En matière de terminologie, nous sommes malheureusement encore moins bien servis en français. Sous le terme "archivage électronique", on trouve plusieurs acceptions qui en plus ne s'excluent pas forcément mutuellement. Grossièrement:
- l'archivage au sens purement SI (sortir les données des systèmes en prod pour améliorer les performances)
- la capture automatique des données et transactions (surtout les e-mails), dans le contexte de l'e-discovery
- l'archivage à valeur probante dans les coffres-forts électroniques
- le records management de documents électroniques (et le fait que MoReq traduise electronic records management system par système d'archivage électronique n'aide pas: verser des docs d'un système à la Moreq dans un système à la OAIS, c'est dans le texte faire un transfert d'un SAE vers un SAE)
- l'archivage à long terme

Moi qui travaille sur un projet d'archivage à long terme, combien de fois je reçois des offres de vendeurs de GED!

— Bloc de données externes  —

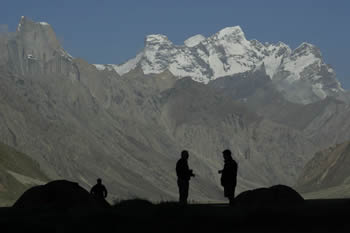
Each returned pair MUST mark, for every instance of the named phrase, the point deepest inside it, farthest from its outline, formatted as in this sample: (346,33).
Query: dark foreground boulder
(278,194)
(58,195)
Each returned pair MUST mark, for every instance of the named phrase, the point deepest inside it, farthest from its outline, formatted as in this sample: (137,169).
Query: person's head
(184,154)
(227,155)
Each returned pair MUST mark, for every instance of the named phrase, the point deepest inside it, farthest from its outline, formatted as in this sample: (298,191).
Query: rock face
(18,172)
(278,194)
(300,74)
(34,50)
(57,195)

Ca fait longtemps que je veux faire un billet de blog sur ce sujet, mais j'ai la flemme :)

Même expérience que toi pour les informaticiens (mais il ne faut pas relâcher la pression), il faudrait réussir la même chose avec les couches managériales et les décideurs, parce que là il y a encore du boulot.

Je ne savais pas pour Moreq et c'est juste énorme (bon dieu, ça va pas me réconcilier avec le records management cette histoire)... Comme tu t'en doutes et je l'expliquerai dans un prochain billet, je ne suis pas fan de l'expression SAE (je sais que c'est dans la norme AFNOR 42-013), mais il me paraît bien fallacieux aussi. Quant au terme "archivage", j'ai résolu le problème de manière radicale, j'essaye de le bannir de mon vocabulaire et de mes présentations...

Concernant les GED, régulièrement, j'ai le droit à la question ou à la remarque et j'ai un argumentaire tout ficelé, normalement ça prend pas plus de cinq minutes et la personne repart toute penaud. Faudrait que je fasse un billet, histoire de partager cela aussi.

"les informaticiens commencent à comprendre" : enfin, certains d'entre eux, ceux qui viennent à des manifestations comme ECA ou qui acceptent de dialoguer avec des gens comme nous. J'ai connu moi aussi ce genre de bouffées d'optimisme il y a dix ans lors de la création du groupe PIN qui réunissait spécialistes des SI et représentants d'institutions de conservation. Certes cela a permis de mettre au point OAIS, mais dans combien de DSI ce modèle est-il connu et compris ?
Sur la traduction d'ERMS dans la version française de Moreq : "système d'archivage électronique" n'est sûrement pas idéal, mais c'est la conséquence de la difficulté à traduire RM en français. Un consensus semble se dégager depuis un ou deux ans pour traduire RM par "gestion (ou organisation) de l'archivage", voire par "archivage" tout court. Je pense que c'est ce qui a guidé la traductrice dans son choix. Cela dit, vous auriez traduit comment, vous ?
A part ça, j'attends vos prochains billets sur ces questions avec impatience (moi qui n'ai pas créé de blog...)
PS plus général : quand je dois expliquer à un décideur que pérenniser n'est pas seulement l'affaire de son DSI, ni un problème déjà réglé par la GED, je commence par lui dire que c'est "une question de procédures, pas de procédés". Le slogan est assez parlant pour que je puisse enchaîner ensuite sur des principes et des concepts du genre OAIS et sur la nécessité de penser à l'organisation avant de choisir les outils.

Ne faudrait-il pas tout simplement parler de "préservation du numérique" (en français)? Ou pour ceux qui préfère le mot archive, "archive du numérique".
On passe de l'adjectif au nom, et l'importance qui est attachée au processus est alors déplacée de la numérisation (IT qui se fait presque toute seule) à la préservation qui est un métier!
L'objet de ce processus de préservation concernant bien le nouveau support qu'est le numérique.

Une autre remarque à lecture du post.
Une différence que je vois entre la préservation du physique et du numérique est dans l'usage que l'on souhaite en faire. Pour l'écrit, c'est uniquement en consultation pour ce qui concerne le physique. En revanche, pour le numérique, on peut aussi vouloir construire de nouveaux documents à partir de ce qui a été préservé. Et l'étendue du champ de la préservation dépasse alors ce qui serait strictement nécessaire au simple accès... Quelles en sont alors les conséquences?